# Second missed appointment by Tesla Mobile Service.



## sonoswen (Sep 13, 2021)

Second time and sitting all day before I was informed he/she was not coming. Parts not in. That happened two weeks ago. What pisses me off is , no call earlier or info that there are no parts. OK, now waiting another 2 weeks, just like the 2 times before. No explanation.
Is there any reason I can not be informed at least at the start of the day? Very Bad Service.


----------



## FRC (Aug 4, 2018)

I have a mobile tech who does a great job of keeping me in the loop. I previously had one who didn't, and it sucked. I wonder if Tesla has a protocol or not. My gut says some techs give a sh** and others don't.


----------



## Madmolecule (Oct 8, 2018)

I thought they gave up on mobile service. Any idea on percentage of service from mobile? I heard the time wasted with the technicians traveling made it extremely inefficient and expensive. They also found the magic of Uber credits.


----------



## FRC (Aug 4, 2018)

My mobile tech was here two weeks ago. So, no, they haven't given up on mobile tech in our neck of the woods.


----------



## Power Surge (Jan 6, 2022)

I had my first mobile service experience last week. Was scheduled for Friday to come to my job to replace my 12v battery. Actually came on Wed since he was in the area and said he could do it now if I wanted. Was super friendly and answered all my dumb new owner questions. Said he was a service center tech for 4 years, and just switched to mobile service and loves it. 

In keeping with sonoswen's post, I was not contacted about the early show. But that obviously was not a problem like a he had. I would not have been too happy getting such a late notification.


----------



## JasonF (Oct 26, 2018)

Madmolecule said:


> I thought they gave up on mobile service. Any idea on percentage of service from mobile? I heard the time wasted with the technicians traveling made it extremely inefficient and expensive. They also found the magic of Uber credits.


I think it depends entirely on how backed up the service centers are in the area. Orlando only has one, and it's way overloaded, so they lean heavily on mobile service when they can.


----------



## iChris93 (Feb 3, 2017)

Madmolecule said:


> I thought they gave up on mobile service. Any idea on percentage of service from mobile? I heard the time wasted with the technicians traveling made it extremely inefficient and expensive. They also found the magic of Uber credits.


I think there are probably still states that are exclusively mobile service.
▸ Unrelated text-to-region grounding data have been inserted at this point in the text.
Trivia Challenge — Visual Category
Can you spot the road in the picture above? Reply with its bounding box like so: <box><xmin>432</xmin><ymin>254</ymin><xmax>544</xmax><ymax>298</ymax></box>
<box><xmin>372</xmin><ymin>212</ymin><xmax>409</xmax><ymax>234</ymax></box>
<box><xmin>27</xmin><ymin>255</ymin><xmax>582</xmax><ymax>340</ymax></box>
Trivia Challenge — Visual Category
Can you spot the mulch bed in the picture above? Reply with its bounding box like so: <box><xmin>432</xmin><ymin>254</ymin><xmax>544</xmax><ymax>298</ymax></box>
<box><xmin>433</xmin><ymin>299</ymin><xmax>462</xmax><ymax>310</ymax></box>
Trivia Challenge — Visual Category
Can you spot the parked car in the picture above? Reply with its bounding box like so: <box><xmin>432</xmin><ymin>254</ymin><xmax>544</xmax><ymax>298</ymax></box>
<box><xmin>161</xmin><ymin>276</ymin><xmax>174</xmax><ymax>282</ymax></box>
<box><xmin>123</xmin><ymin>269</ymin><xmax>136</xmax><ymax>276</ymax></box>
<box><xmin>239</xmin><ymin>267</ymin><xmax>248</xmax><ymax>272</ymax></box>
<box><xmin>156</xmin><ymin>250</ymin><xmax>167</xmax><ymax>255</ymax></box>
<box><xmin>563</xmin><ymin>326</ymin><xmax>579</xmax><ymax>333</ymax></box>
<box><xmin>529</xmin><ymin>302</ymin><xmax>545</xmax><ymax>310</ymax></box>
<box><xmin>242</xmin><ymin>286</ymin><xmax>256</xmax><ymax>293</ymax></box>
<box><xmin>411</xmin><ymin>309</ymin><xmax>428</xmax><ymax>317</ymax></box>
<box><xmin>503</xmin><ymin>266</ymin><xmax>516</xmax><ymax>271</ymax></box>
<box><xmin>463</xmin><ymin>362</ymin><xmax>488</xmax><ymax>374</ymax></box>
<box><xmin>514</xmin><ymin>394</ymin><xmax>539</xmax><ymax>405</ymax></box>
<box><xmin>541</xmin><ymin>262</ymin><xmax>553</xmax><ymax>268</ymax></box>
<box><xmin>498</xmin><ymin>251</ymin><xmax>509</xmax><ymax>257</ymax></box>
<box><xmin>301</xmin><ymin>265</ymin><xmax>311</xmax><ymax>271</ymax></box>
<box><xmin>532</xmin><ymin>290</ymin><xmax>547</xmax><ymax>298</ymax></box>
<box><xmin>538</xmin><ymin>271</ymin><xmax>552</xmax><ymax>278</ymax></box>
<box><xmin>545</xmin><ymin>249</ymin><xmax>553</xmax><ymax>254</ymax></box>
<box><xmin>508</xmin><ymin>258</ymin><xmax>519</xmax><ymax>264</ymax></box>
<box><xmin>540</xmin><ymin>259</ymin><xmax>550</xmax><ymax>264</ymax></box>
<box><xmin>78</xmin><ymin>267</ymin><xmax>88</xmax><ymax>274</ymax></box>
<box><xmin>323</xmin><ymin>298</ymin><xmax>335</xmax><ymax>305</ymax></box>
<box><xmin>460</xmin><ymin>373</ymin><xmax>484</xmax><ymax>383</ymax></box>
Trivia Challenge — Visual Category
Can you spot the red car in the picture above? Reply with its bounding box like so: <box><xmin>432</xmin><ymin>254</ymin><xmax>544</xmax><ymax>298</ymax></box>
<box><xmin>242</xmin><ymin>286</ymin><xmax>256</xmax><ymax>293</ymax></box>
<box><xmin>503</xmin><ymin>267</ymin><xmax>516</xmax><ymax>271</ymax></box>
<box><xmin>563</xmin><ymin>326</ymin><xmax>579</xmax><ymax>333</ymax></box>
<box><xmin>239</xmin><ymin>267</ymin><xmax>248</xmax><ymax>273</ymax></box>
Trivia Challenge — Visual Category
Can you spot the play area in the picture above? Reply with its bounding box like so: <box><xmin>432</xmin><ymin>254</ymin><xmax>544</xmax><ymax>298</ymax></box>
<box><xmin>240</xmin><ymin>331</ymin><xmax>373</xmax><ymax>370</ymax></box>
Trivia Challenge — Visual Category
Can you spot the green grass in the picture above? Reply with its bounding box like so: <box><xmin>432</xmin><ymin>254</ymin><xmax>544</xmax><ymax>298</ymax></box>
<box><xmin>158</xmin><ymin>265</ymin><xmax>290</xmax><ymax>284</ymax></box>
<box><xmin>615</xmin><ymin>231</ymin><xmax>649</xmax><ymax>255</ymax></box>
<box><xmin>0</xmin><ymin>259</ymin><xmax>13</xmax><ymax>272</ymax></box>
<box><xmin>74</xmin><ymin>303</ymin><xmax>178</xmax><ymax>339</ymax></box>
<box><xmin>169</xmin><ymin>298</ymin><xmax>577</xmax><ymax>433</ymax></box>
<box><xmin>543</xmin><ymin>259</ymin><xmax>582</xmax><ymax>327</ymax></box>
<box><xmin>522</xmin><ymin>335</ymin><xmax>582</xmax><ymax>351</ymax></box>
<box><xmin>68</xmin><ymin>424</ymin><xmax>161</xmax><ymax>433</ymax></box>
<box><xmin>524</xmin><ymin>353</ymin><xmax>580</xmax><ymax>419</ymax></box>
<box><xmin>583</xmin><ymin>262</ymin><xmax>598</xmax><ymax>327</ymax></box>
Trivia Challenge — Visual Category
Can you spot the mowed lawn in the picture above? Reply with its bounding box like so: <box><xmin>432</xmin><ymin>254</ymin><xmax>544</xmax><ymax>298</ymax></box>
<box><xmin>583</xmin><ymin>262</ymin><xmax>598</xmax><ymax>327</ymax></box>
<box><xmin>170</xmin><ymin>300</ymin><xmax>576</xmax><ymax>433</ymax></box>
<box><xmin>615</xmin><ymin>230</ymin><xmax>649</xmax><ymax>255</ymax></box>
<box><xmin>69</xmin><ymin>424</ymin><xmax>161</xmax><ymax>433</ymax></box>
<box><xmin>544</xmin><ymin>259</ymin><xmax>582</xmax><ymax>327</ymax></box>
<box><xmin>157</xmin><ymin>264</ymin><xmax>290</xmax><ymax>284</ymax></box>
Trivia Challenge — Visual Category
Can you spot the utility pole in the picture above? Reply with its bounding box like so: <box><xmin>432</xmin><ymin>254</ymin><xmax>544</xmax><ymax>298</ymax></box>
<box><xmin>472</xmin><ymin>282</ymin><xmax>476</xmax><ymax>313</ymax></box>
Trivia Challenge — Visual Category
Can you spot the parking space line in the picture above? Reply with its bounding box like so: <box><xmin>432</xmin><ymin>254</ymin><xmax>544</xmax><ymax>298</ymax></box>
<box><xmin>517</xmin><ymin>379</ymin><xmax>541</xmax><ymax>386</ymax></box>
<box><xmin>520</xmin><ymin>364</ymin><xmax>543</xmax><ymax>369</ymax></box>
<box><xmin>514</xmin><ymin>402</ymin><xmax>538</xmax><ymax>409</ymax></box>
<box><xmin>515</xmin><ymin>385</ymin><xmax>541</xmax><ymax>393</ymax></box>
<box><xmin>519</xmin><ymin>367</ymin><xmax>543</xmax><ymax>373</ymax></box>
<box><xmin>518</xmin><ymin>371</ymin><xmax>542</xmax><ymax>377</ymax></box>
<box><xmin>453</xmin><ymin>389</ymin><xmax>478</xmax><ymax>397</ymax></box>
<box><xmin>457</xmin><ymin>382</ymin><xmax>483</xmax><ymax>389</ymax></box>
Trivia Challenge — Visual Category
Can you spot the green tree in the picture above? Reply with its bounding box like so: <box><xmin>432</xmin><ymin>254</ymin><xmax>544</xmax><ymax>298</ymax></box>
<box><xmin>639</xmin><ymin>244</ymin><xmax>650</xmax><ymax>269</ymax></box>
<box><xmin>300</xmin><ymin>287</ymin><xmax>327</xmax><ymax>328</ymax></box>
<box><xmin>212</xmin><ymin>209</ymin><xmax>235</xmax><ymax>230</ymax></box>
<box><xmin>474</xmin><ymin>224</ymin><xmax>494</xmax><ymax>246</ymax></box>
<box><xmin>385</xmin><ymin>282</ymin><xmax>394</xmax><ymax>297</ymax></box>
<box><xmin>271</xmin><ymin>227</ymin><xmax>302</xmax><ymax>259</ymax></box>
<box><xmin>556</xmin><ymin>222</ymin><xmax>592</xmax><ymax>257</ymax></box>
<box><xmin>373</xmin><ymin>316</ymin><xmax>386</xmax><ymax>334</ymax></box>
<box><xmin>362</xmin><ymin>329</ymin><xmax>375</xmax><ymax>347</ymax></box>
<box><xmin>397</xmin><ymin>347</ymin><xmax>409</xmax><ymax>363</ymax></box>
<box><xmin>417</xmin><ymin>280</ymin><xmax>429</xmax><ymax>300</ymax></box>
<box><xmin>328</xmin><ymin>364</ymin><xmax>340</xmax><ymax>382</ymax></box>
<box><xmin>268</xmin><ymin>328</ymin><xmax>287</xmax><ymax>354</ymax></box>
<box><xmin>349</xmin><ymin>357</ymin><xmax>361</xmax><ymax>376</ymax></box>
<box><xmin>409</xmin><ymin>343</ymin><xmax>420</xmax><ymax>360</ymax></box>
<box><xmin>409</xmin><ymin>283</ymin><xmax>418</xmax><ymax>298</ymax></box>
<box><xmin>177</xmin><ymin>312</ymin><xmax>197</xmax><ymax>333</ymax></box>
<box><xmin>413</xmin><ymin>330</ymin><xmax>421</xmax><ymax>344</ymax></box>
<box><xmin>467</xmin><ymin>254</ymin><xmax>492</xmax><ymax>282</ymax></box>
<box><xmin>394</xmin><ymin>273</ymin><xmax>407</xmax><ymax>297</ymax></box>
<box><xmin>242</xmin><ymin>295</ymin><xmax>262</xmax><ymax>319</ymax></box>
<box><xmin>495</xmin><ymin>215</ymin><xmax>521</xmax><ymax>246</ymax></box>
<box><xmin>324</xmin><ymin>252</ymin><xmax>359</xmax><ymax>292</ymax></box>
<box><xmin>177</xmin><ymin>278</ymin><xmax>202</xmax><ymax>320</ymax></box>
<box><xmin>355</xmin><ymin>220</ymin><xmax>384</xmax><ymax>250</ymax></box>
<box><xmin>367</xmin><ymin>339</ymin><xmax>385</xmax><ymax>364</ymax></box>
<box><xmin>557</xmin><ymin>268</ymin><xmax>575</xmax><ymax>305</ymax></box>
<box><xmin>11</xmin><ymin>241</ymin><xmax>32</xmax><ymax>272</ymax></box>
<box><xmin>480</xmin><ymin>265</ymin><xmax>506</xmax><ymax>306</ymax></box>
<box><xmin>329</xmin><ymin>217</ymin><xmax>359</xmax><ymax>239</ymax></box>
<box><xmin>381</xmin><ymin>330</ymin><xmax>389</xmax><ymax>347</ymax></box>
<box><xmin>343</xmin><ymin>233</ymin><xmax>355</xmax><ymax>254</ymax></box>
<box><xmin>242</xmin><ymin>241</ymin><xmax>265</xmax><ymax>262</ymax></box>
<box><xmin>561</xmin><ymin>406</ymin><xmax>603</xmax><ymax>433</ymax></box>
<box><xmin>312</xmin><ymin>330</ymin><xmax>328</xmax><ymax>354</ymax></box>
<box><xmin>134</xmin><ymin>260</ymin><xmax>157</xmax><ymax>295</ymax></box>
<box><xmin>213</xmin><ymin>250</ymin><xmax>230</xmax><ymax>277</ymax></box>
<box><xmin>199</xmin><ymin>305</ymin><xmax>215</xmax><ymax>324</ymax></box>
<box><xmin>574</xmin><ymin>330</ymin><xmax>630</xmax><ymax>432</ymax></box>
NM was one, less than a year ago.


----------



## sonoswen (Sep 13, 2021)

It would be so so much better if they would just give a heads up Before a person has to sit around all day, or 2 days in my case.. Tells me the parts to service people is not what it should be. 2 days lots,Hope next time they actually show up and fix the problem..


----------



## iChris93 (Feb 3, 2017)

sonoswen said:


> It would be so so much better if they would just give a heads up Before a person has to sit around all day, or 2 days in my case.. Tells me the parts to service people is not what it should be. 2 days lots,Hope next time they actually show up and fix the problem..


I had a missed mobile service once. No reason was given why and I can't remember if parts were needed. They didn't contact me until well past the scheduled window. Very disappointing and frustrating to hear it's happened to you twice now.


----------



## sonoswen (Sep 13, 2021)

Trying not to be grumpy...looking for an IPA now.......( my wife read this over my shoulder...she said that ship has sailed...)


----------